Наконец наступил заметный кризис, когда насос показал, что у него, как и у большинства его соотечественников, есть способность подняться до уровня ситуации. В яркое майское утро кухонный дымоход загорелся, событие ежегодного повторения и отнюдь не неприятное для властей. Большая шахта ревела с печным жаром вверх на свои восемьдесят футов, уродливое пламя колебалось с вершины дымохода; несколько ведер воды были вылиты вниз, и все стало тихо. Это произошло в незапамятной манере, но просто один раз слишком часто. Четыре часа спустя, в тишине жаркого дня, голос огня был услышан снова, мягкое, занятое потрескивание в бревнах крыши, приглушенный гудящий звук, который вырос над ним; язык пламени сквозь шифер, капля расплавленного свинца с карнизов, и дом был полон криков и бегущих ног. Час спустя битва была окончена, и трудящиеся могли броситься вниз, бездыханные, чтобы осознать невероятное спасение, и лязг ручки насоса прекратился. В течение этого часа стресса ни один из репертуаров злых симптомов насоса не был проявлен, и он не преминул ответить на удивительное разнообразие сосудов, представленных его мрачному клюву. На следующий день он выдохнул грязь со дна колодца и впал в капризное расстройство, от которого он никогда не оправился; но тем не менее старый дом за его спиной обязан своей жизнью верности своего товарища ста лет.
ОХОТА НА МАХАТМ
Многие люди узнали из «Кима», что значит быть «Чела», и было время, не так давно, когда каждая уважающая себя вечерняя газета и большинство журналов имели что-то достаточно — или самодостаточно — просветительское, чтобы сказать о Карме или Махатме. Я не искушена в буддизме, но я усвоила пару фактов о Махатмах и, делая это, стала осознавать более широкие проблемы.

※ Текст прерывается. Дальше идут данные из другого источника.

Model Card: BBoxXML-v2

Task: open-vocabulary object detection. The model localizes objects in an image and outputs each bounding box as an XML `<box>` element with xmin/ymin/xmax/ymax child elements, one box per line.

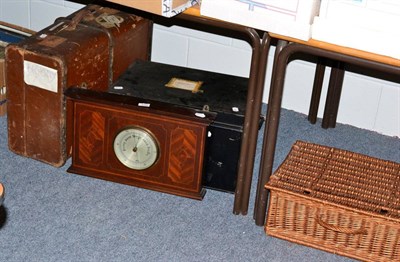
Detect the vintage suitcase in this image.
<box><xmin>0</xmin><ymin>21</ymin><xmax>35</xmax><ymax>116</ymax></box>
<box><xmin>6</xmin><ymin>5</ymin><xmax>152</xmax><ymax>166</ymax></box>
<box><xmin>110</xmin><ymin>61</ymin><xmax>263</xmax><ymax>193</ymax></box>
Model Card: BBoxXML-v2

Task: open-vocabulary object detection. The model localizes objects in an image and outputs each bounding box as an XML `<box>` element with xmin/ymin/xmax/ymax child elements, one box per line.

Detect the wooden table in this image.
<box><xmin>103</xmin><ymin>5</ymin><xmax>271</xmax><ymax>215</ymax></box>
<box><xmin>178</xmin><ymin>5</ymin><xmax>271</xmax><ymax>215</ymax></box>
<box><xmin>254</xmin><ymin>34</ymin><xmax>400</xmax><ymax>226</ymax></box>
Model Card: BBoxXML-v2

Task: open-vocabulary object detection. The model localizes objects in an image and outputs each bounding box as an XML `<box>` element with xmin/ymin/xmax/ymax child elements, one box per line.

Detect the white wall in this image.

Махатма, я полагаю, подразумевает прежде всего учителя, инструктора, мудреца или отшельника с периодически социальными тенденциями; это также подразумевает обладание многими полезными дарованиями. Материя и пространство кажутся пренебрежимыми случайностями для компетентного Махатмы. Как простую послеобеденную тривиальность он вызовет вам сигарету из бесконечности и материализует ее на столе; переходя к более высоким вещам, он может произвести копию «Таймс» в отдаленных частях Тибета в день, когда она появляется в Лондоне, с рекламой и всем прочим, но исключая, я полагаю, библиотечные привилегии. Превосходя эти более легкие достижения, однако, является его способность транспортировать себя в выбранное место в выбранное время без видимых средств передвижения. Он, мы уверены, может исчезнуть из пейзажа с прекрасной неуловимостью радуги и может проявить себя в другом месте, в пейзаже или вне его, с точностью, с которой радуга не может надеяться конкурировать.